Enterprises must have a robust, automated process that can ensure that every network device and service is operating based on a current configuration that is within the compliance standard. Automating this process is required due to the number of devices in the network and the amount of time it takes to manually perform this process. By automating reactive compliance checking along with implementing proactive validation checking, the network will operate more securely and reliably.
Why It’s Time to Modernize Your Current Configuration Compliance Process with Validation
By relying solely on manual methods, Enterprises will be incapable of ensuring the entire network remains in a state of compliance, so network teams must turn to a modern, automated approach to this challenge. The right automation approach should include the ability to support both CLI and API network devices and network services. This is critical because more and more modern network solutions and cloud-network services are configured and managed through APIs. In addition to supporting modern infrastructure, Enterprises that adopt an automated configuration compliance solution should also implement a validation process to ensure that any proposed configuration change is checked for compliance before it is actually applied to a live network device. This ensures that once the network is in a state of compliance, it stays there.
Itential provides an easy way for network teams to modernize their compliance checking process by building a network automation platform that was purpose built to support both CLI and API network devices at scale and overcome the challenge of ensuring the network is always operating according to the latest compliance standards. Itential’s Configuration Manager supports traditional reactive, scheduled configuration checking as well as modern, proactive configuration change validation to always ensure the network is operating at the highest level of security and reliability.
Legacy Tools
Itential Configuration Manager
Limited network support. Limited vendor support and lack of integration with API-based networks, which limits the ability to automate compliance and remediation across the entire network.

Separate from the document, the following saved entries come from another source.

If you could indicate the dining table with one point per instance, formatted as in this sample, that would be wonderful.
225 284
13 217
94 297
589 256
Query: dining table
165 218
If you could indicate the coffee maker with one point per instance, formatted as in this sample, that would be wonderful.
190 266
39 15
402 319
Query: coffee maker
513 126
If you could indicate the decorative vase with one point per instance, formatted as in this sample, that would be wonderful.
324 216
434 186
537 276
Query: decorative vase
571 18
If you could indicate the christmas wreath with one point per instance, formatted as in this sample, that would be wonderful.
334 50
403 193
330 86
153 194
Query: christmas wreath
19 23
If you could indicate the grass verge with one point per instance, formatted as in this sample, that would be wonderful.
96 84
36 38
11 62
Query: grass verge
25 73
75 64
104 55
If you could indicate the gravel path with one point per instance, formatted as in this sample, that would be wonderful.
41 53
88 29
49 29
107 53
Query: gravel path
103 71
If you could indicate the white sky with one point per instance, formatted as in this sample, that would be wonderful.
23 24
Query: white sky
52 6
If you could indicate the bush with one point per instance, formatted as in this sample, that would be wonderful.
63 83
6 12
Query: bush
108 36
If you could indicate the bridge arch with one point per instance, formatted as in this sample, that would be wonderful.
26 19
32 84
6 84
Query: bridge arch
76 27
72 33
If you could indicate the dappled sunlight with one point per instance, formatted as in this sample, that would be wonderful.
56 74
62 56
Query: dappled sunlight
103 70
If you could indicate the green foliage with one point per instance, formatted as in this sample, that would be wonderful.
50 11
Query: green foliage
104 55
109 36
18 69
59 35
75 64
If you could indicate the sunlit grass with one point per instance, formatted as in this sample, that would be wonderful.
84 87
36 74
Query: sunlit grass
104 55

Support for all networks. Built-in CLI support for multiple network vendors, a process to define syntax for new network devices, and integration of APIs for modern and cloud networking. Automated compliance checks and validation for every network device and service.
Lack of proactive checks. Checks occur after a network change has been made and is running live, no concept of validating a change before it’s actually made.
Maintain maximum compliance. Validation ensures that any proposed change is checked for compliance before it is applied. If the change would make the device non-compliant, it’s not applied to the device.
Increased network risk. Lack of automated compliance checks and validation means there will always be areas of the network that are not compliant, even if it’s for a short window of time, and that means they are a risk to network security or network stability.
Optimal trust and confidence in the network. Automating compliance checks and validation means that every network device and service can be in a state of compliance, and any subsequent config changes will not put it out of compliance.
How to Automate Validation with the Itential Automation Platform
Itential’s configuration management capabilities empower the network team with an automated platform that can implement traditional compliance checking along with modern configuration validation so they can be sure that the entire network, not just a portion, is configured and operating properly. With native support for both CLI and API management methods, Itential is the only solution for modern enterprise networks that leverage both physical network devices and cloud-based network services, and can ensure consistent compliance, end-to-end across the entire network.